The 39 Indian workers were killed when ISIS had reached a peak of brutality and had no intention of negotiating, unlike earlier hostage situations
On March 20, Minister of External Affairs Sushma Swaraj informed a stunned Rajya Sabha that the 39 Indian workers who had been in the custody of the Islamic State of Iraq and Syria (ISIS) since June 2014 were dead. This announcement has ended four years of hope in the hearts of family members that their loved ones still lived, a hope that had survived in spite of persistent reports of ISIS’s intolerance and brutality and its dreadful record of killing those in its custody.

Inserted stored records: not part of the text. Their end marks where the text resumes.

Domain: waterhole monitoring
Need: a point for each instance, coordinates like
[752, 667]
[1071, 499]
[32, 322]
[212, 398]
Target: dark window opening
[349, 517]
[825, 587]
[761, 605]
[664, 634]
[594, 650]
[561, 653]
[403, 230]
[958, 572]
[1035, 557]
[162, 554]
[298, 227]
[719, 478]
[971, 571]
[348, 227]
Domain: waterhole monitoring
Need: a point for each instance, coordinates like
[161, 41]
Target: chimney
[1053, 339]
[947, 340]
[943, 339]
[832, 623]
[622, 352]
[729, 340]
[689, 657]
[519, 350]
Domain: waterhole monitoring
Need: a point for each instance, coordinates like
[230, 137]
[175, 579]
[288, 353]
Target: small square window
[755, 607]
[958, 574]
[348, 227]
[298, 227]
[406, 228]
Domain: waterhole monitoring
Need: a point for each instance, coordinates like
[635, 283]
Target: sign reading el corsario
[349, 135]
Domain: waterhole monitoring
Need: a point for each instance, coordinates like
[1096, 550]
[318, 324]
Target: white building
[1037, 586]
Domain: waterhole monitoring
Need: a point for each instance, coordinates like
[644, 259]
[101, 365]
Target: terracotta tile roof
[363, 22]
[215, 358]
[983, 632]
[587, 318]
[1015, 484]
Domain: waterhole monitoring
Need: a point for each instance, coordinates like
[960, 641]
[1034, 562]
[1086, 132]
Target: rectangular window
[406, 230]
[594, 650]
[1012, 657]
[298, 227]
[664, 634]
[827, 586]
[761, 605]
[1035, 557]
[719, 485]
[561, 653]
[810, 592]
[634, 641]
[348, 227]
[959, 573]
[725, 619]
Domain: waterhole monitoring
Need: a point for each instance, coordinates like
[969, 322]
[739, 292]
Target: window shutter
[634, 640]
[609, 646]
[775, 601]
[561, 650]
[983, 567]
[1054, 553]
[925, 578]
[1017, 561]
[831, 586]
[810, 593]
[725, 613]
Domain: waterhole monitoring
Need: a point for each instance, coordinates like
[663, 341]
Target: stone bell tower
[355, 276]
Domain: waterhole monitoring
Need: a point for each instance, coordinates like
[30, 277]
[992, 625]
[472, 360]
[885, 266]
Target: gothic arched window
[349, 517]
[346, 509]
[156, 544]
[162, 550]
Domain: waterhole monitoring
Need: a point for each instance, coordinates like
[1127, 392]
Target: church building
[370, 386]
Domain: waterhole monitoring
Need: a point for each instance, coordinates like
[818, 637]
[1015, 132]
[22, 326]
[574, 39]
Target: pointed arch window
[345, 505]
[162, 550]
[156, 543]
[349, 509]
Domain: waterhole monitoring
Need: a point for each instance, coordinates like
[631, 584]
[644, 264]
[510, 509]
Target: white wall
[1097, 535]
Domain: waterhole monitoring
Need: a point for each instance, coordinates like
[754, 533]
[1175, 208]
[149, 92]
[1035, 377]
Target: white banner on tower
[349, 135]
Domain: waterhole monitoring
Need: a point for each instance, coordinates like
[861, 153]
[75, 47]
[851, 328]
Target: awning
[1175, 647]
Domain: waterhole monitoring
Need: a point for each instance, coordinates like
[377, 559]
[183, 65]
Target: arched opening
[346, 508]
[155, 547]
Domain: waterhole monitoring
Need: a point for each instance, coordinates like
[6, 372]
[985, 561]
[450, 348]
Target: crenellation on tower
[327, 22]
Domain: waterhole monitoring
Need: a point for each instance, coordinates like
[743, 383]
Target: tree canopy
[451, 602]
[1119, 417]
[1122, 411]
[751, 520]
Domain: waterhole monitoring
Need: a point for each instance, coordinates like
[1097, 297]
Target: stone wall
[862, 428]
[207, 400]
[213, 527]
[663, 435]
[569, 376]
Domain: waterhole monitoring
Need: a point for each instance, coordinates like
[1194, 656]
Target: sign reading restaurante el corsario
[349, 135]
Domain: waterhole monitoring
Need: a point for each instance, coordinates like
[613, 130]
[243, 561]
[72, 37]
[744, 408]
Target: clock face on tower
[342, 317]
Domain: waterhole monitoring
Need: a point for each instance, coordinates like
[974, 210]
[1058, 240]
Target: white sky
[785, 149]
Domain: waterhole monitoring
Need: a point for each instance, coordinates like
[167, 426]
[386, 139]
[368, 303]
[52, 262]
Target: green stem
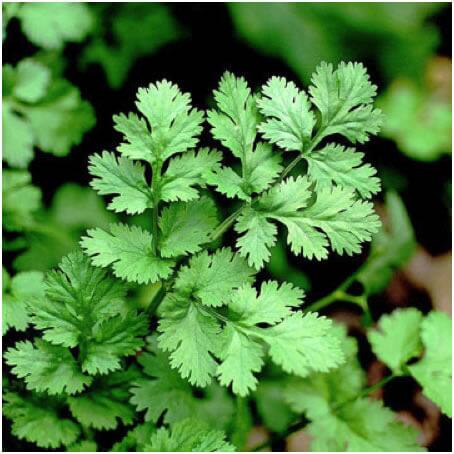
[304, 421]
[155, 183]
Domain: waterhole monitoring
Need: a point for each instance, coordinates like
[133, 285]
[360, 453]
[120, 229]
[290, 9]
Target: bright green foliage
[188, 435]
[46, 367]
[42, 110]
[335, 164]
[290, 121]
[211, 278]
[118, 42]
[335, 218]
[434, 371]
[55, 231]
[420, 122]
[17, 292]
[397, 339]
[341, 421]
[84, 307]
[129, 251]
[39, 422]
[344, 98]
[162, 391]
[51, 25]
[195, 334]
[105, 403]
[186, 226]
[122, 177]
[391, 248]
[403, 335]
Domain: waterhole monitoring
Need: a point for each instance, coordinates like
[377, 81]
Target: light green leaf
[46, 367]
[129, 251]
[186, 171]
[191, 335]
[39, 421]
[343, 167]
[186, 226]
[434, 371]
[397, 339]
[211, 278]
[122, 177]
[22, 288]
[105, 403]
[174, 125]
[289, 121]
[344, 97]
[189, 435]
[51, 25]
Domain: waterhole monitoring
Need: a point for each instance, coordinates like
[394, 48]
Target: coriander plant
[182, 371]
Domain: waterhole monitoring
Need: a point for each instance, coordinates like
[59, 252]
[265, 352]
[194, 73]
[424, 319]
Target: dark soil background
[196, 64]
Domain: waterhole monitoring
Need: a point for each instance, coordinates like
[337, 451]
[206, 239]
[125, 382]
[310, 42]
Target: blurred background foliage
[68, 67]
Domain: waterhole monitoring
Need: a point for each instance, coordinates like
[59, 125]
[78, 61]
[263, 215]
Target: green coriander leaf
[21, 288]
[122, 177]
[189, 435]
[211, 278]
[186, 171]
[138, 143]
[38, 421]
[174, 125]
[59, 120]
[50, 25]
[344, 97]
[258, 237]
[434, 371]
[290, 120]
[191, 335]
[31, 80]
[186, 226]
[397, 339]
[105, 403]
[129, 251]
[76, 297]
[344, 167]
[235, 125]
[83, 446]
[46, 367]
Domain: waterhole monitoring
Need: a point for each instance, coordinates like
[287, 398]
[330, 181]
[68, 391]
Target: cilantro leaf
[434, 371]
[190, 334]
[189, 435]
[344, 97]
[20, 199]
[342, 421]
[344, 167]
[129, 251]
[397, 340]
[18, 291]
[122, 177]
[46, 367]
[289, 121]
[105, 403]
[186, 171]
[174, 125]
[38, 421]
[210, 279]
[50, 25]
[84, 307]
[186, 226]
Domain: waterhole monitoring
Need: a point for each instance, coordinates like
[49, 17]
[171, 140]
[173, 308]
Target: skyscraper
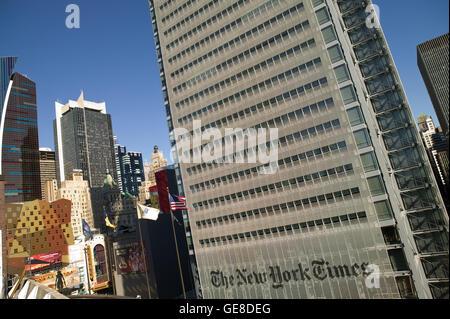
[436, 147]
[432, 58]
[47, 162]
[19, 157]
[84, 140]
[130, 169]
[352, 187]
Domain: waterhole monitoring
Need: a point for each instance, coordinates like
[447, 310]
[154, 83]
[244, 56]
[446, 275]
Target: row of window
[203, 9]
[240, 58]
[295, 182]
[219, 16]
[300, 69]
[166, 4]
[284, 119]
[294, 116]
[305, 227]
[275, 21]
[179, 9]
[308, 177]
[301, 90]
[309, 155]
[298, 136]
[259, 47]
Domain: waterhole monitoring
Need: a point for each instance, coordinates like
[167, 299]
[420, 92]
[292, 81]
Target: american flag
[177, 202]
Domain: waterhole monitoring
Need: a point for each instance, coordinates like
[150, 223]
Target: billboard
[44, 261]
[130, 259]
[71, 277]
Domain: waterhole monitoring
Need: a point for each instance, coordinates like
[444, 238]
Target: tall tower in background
[19, 157]
[432, 58]
[353, 185]
[84, 141]
[436, 146]
[130, 170]
[47, 162]
[6, 70]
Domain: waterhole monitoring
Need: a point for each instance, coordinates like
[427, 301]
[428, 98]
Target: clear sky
[111, 57]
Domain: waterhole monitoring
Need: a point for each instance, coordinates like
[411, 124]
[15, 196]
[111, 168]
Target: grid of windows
[236, 23]
[292, 182]
[294, 93]
[298, 136]
[308, 226]
[191, 17]
[240, 58]
[241, 76]
[259, 29]
[309, 155]
[316, 176]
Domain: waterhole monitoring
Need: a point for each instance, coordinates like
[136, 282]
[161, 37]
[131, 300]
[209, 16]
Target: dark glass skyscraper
[84, 141]
[131, 168]
[19, 138]
[432, 58]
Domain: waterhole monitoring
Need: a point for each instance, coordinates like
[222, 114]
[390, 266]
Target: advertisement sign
[130, 259]
[71, 277]
[44, 261]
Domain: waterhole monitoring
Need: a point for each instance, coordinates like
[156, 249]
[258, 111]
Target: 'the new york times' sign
[277, 277]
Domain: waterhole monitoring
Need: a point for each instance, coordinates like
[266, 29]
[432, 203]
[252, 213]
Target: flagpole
[145, 258]
[178, 255]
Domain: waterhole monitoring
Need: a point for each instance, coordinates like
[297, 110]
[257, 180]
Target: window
[322, 16]
[315, 3]
[348, 94]
[335, 53]
[355, 116]
[341, 73]
[376, 185]
[329, 34]
[383, 210]
[369, 162]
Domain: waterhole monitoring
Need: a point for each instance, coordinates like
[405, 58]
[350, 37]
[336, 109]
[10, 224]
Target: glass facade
[20, 142]
[321, 225]
[131, 168]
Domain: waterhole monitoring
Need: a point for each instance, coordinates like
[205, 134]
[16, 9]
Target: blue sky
[112, 59]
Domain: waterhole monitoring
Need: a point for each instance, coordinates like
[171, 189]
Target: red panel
[163, 191]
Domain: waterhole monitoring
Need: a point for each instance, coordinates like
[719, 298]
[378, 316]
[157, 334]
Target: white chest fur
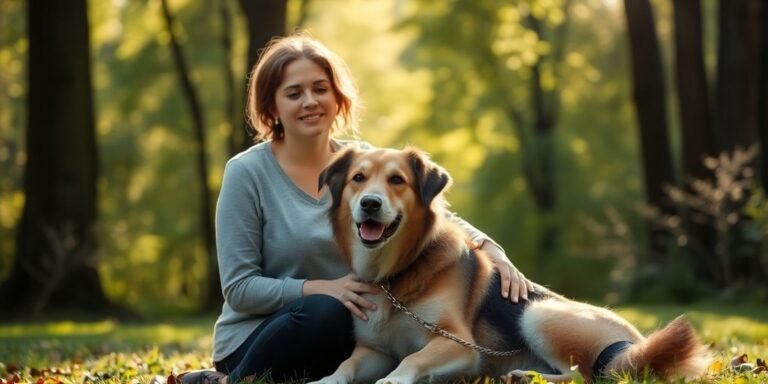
[392, 331]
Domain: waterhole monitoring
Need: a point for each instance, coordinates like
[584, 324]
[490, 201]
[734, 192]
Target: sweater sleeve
[477, 236]
[239, 224]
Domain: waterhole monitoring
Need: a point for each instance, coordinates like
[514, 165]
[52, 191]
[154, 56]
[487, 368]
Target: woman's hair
[268, 74]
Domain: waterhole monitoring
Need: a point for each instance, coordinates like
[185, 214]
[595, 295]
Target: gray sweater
[270, 237]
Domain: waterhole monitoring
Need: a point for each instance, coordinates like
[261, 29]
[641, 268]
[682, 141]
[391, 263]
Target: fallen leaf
[740, 359]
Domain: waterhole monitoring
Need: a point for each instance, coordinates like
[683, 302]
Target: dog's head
[385, 201]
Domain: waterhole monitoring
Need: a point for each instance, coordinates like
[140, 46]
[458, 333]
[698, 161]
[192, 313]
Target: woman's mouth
[311, 118]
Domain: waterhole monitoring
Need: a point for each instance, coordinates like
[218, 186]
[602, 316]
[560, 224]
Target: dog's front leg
[364, 365]
[440, 357]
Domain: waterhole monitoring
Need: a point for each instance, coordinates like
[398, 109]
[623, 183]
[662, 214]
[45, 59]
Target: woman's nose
[310, 100]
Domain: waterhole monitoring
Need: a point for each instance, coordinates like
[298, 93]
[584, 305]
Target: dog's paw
[518, 376]
[333, 379]
[395, 380]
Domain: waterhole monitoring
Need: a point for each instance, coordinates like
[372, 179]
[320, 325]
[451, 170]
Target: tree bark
[55, 265]
[231, 110]
[650, 102]
[213, 297]
[737, 74]
[697, 133]
[266, 20]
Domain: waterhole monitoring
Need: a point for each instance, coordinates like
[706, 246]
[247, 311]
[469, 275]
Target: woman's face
[305, 100]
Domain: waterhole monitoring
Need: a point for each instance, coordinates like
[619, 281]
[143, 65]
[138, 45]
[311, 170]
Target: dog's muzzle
[371, 230]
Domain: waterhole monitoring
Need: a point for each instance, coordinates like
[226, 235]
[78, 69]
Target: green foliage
[13, 49]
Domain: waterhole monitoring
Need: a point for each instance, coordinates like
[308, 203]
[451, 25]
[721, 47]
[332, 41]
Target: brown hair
[268, 74]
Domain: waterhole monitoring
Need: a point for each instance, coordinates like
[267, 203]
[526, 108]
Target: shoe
[202, 376]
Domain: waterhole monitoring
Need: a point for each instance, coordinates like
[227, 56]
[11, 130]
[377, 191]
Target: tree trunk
[55, 266]
[213, 297]
[762, 121]
[737, 74]
[650, 102]
[233, 113]
[266, 20]
[736, 107]
[697, 133]
[539, 160]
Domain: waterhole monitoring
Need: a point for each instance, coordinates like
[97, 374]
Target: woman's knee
[326, 312]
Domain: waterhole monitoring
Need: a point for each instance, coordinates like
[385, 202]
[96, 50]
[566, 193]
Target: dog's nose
[370, 204]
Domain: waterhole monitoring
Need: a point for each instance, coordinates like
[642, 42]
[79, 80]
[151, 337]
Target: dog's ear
[335, 173]
[431, 179]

ISIS was the product of the US-led war on Iraq in 2003 and the subsequent occupation of that country, during which state structures and institutions were systematically dismantled and the virus of sectarianism was injected deliberately into the broken political and social order.
Wellsprings Of ISIS
The US occupation of Iraq meant not just the robust ‘empowerment’ of the Shia as part of its deliberate divide-and-rule policies—it also meant the dismissal, incarceration, torture, unemployment and humiliation of Sunnis in senior ministerial, civil service, armed forces and security positions, besides attacks on them and their family members by the newly set-up Shia militia, often backed by Iran.
The jehad led by the Afghanistan veteran Abu Musab al-Zarqawi from 2003 attracted a large number of such disenfranchised Sunnis who now took up arms against the US occupation and the Shia community in general.